- Rembert De Smet and Herman Celis in 1985

Background information
- Origin: Ghent, Belgium
- Genres: New wave, rock, pop
- Years active: 1982–1993
- Labels: Antler, Vogue
- Past members: Rembert De Smet Herman Celis Uli Kraemer Alan Gevaert Jean-Lou Nowé Koen Brando JPat Riské

= 2 Belgen =

Belgian pop band

2 Belgen was a Belgian new wave band, best known for their hits Opération Coup de Poing (1984), Queen of Mine (1985) and especially Lena (1985).

==History==

The band was founded in 1982 in Ghent by singer-guitarist Rembert De Smet (who later also focused on synthesizer) and drummer Herman Celis. Their band name literally translates to 2 Belgians, which "was the only thing we had in common", as they explained.
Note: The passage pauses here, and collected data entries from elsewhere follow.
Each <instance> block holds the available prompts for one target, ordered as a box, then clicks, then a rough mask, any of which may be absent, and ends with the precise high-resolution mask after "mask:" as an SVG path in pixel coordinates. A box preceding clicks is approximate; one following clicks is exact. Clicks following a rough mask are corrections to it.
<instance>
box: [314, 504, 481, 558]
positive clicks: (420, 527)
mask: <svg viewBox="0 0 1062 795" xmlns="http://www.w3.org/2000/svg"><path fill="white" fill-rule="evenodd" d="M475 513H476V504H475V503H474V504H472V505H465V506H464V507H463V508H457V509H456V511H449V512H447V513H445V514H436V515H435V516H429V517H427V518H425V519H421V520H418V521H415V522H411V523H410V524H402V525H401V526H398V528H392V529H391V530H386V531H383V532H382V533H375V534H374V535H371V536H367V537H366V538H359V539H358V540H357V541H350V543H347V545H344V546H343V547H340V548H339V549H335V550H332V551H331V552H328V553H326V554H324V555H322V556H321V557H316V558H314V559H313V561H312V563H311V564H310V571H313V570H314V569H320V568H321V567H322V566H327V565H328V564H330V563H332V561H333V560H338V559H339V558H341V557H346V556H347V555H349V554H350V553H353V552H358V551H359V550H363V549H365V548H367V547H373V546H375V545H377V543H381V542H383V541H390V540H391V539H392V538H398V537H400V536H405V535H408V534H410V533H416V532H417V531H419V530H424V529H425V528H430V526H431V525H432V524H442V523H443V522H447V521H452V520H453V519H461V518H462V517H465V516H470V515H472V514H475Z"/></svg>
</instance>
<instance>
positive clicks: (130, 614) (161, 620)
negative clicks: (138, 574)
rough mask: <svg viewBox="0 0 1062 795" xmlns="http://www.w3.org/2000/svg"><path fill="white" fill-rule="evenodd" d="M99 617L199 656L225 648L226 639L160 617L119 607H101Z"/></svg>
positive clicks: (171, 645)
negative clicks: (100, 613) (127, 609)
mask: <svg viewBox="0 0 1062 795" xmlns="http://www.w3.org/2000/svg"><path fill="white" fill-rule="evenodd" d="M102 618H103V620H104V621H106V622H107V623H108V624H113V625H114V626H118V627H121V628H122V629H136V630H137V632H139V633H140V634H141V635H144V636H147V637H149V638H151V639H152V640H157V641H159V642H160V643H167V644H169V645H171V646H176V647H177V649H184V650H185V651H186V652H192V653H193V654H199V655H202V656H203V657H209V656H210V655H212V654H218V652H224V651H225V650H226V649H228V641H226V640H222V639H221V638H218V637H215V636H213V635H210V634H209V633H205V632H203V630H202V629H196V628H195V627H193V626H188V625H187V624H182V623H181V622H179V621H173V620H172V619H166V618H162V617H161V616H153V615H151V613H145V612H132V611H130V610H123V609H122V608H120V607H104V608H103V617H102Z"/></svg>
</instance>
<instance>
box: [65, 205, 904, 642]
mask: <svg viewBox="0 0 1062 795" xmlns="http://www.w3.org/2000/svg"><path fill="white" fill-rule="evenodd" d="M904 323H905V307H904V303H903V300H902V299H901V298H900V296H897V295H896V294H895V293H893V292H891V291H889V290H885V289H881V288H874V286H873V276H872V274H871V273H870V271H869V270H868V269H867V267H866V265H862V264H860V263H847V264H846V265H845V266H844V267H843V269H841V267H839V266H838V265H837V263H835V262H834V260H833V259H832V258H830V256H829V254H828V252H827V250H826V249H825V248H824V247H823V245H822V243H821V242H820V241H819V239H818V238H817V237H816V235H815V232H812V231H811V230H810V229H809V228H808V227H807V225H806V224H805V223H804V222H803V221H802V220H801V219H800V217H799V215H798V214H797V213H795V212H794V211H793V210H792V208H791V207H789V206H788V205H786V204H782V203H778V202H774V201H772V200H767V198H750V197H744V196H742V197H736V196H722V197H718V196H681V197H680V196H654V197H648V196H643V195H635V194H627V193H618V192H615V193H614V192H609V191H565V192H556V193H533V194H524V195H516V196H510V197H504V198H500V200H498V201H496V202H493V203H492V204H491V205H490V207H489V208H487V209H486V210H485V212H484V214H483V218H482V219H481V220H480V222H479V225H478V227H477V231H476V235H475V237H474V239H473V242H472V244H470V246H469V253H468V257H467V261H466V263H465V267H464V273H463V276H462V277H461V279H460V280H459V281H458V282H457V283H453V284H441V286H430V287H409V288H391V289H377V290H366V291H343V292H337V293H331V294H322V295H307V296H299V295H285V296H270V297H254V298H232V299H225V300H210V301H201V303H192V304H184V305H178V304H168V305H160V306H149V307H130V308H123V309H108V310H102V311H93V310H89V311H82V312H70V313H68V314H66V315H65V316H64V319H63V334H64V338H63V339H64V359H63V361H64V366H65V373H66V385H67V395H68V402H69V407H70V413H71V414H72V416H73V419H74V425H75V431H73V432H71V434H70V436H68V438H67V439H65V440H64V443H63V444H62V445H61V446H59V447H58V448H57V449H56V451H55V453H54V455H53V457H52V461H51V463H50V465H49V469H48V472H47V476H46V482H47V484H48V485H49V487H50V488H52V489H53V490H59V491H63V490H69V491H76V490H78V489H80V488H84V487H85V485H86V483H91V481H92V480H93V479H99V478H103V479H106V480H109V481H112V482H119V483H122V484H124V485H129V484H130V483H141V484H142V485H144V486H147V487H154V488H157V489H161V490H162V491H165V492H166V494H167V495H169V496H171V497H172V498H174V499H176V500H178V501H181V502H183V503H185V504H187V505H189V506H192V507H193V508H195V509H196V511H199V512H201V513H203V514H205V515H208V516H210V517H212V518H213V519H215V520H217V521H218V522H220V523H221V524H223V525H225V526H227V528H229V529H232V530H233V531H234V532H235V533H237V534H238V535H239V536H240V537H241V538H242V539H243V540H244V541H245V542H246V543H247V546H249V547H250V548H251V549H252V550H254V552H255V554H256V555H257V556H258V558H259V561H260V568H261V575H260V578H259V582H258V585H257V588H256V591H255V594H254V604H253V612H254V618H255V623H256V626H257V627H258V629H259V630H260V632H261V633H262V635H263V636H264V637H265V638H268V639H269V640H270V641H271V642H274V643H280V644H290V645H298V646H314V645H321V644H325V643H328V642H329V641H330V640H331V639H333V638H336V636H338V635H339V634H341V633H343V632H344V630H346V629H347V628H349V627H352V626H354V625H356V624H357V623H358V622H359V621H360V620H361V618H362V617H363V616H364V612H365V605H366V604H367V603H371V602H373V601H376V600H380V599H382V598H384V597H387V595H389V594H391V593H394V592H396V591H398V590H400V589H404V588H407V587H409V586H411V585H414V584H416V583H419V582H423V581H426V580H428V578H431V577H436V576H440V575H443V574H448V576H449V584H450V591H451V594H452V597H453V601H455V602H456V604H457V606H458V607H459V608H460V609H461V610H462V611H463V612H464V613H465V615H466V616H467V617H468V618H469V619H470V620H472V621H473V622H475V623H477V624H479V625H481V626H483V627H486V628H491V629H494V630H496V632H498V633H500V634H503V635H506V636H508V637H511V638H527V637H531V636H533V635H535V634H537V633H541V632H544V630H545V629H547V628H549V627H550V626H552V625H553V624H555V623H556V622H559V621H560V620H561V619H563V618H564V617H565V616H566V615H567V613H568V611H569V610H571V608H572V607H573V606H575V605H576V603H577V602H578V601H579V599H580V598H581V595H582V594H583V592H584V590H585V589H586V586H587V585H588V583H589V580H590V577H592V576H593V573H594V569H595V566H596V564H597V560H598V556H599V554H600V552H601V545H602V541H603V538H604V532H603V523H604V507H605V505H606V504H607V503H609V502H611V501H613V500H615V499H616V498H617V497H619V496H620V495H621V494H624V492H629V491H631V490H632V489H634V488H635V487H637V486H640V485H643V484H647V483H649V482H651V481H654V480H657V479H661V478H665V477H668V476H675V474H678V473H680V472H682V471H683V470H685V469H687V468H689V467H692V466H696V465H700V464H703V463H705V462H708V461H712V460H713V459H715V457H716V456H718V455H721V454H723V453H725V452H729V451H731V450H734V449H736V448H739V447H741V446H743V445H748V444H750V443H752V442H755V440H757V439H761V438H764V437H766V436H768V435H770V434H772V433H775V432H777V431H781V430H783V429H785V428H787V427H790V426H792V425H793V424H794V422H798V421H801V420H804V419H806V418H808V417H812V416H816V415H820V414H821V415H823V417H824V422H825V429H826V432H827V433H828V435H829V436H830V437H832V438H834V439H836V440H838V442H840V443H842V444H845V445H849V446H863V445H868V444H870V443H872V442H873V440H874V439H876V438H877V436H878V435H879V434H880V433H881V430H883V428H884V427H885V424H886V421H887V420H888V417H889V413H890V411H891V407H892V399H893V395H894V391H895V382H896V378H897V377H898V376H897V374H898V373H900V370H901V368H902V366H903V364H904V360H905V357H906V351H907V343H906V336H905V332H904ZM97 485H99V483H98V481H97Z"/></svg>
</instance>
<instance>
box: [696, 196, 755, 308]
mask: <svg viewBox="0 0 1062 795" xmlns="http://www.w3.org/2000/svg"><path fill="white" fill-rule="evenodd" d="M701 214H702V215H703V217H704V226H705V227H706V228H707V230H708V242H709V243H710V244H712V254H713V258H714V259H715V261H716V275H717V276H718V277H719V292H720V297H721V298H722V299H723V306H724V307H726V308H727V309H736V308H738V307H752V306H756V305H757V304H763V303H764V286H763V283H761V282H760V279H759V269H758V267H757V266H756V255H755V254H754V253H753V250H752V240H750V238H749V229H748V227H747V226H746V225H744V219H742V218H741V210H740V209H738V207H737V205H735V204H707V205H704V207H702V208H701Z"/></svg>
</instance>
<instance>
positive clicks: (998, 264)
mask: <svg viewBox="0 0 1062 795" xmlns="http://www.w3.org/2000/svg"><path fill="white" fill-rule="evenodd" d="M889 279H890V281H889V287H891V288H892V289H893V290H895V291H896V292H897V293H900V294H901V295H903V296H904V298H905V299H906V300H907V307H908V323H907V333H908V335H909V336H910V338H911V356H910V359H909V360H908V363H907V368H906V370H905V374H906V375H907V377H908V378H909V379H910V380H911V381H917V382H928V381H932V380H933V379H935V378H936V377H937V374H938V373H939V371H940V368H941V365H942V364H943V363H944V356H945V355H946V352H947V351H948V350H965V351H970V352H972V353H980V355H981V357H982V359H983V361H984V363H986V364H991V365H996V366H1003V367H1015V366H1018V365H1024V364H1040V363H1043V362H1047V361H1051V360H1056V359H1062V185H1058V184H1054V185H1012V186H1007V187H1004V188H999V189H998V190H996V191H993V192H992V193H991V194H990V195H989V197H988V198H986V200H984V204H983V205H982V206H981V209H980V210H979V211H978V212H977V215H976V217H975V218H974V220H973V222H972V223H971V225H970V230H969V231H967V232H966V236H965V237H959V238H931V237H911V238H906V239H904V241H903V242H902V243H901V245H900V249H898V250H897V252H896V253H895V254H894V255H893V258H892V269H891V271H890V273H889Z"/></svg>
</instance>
The duo recorded their first single Quand Le Film Est Triste with Lena as a B-side. Their debut album 2 Belgen was released the same year. When Lena became a hit, the group re-recorded it in different arrangements and languages. The 1985 version charted the highest. Their 1984 cover of Alpha Blondy's Brigadier Sabari as Opération Coup de Poing also became a hit, as well as Queen of Mine. Thanks to their success, 2 Belgen expanded with additional members, making them no longer a musical duo. Celis left to join Nacht und Nebel and was replaced with Uli Kraemer, who previously played with Tank of Dankzig. Other new members were Alan Gevaert (bass), Jean-Lou Nowé (guitar) and Koen Brando (keyboards), making them no longer a musical duo.

In 1993 2 Belgen split up. Rembert De Smet died in 2017, while Herman Celis died in 2021.